When the transmitter clock and CLOCK B are in phase, PLL 203 supplies a lock indication signal to receiving device 202, informing the device it can now reliably use CLOCK B to sample the DATA signal from transmitting device 201. Only after this time (e.g., phase lock) can reliable communication occur.
It should be noted that the transmitting device 201 and receiving device 202, as with most digital communications systems, are able to adjust their clock frequencies within a certain range "F.sub.w " about a nominal frequency "F.sub.o ", at a certain rate. When communication is initiated between the transmitter device 201 and the receiving device 202, the initial phase difference between the transmitter clock and the receiver clock can be any value within a range of zero degrees to 180 degrees. Hence, based upon the rate at which the frequencies and phases can be adjusted, and based upon the size of the range, system 200 will require a significant amount of time to acquire phase lock.
For example, in case where system 200 is a DECT (Digital Enhanced Cordless Telephony) system connected to an ISDN central office branch exchange where the transmitter clock frequency=8 kHz and (F.sub.w /F.sub.o)=10.sup.-5, phase lock time may run up to seven seconds.
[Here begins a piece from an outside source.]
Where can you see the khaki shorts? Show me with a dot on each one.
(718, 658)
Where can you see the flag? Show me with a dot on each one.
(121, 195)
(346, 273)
Phase lock time can increase even more significantly if the transmitter clock frequency or the receiver clock frequency (e.g., CLOCK B) deviates from F.sub.o. Acquiring phase lock requires that the CLOCK B signal be tuned to deviate as much as possible from the transmitter clock frequency so that the phases of both frequencies approach each other as fast as possible, with CLOCK B being slowly slewed by PLL 203 and VCO 205. This resembles two trucks on an uphill highway trying to catch up with each other, having the same engine horsepower.
Phase lock has to be achieved each time the phone rings before useful communication can start. Prior to synchronization, no reliable communication can be established between the two digital telephone devices. Moreover, in some digital telephone devices, the device's specifications may even require that its communications circuits be disabled during synchronization acquisition (e.g., before a stable lock condition is achieved) because frequencies may be out of their specified range during that time.
This presents an increasingly problematic situation, in that the majority of the more modern communications devices rely upon connections that are frequently established and released and tuning ranges F.sub.w are reduced. The communications link is established as needed, as rapidly as possible, and subsequently released as rapidly as possible when no longer needed (e.g., in order best to conserve frequency bandwidth, to achieve high system utilization rates, to serve more customers, and the like).
Thus, what is required is a system for digital transmission which overcomes the slow synchronization limitations of the prior art. The required system should provide for digital transmission and reception systems which achieve rapid phase lock. The required system should be capable of rapidly establishing a stable communications link as needed. The present invention provides a novel solution to these requirements.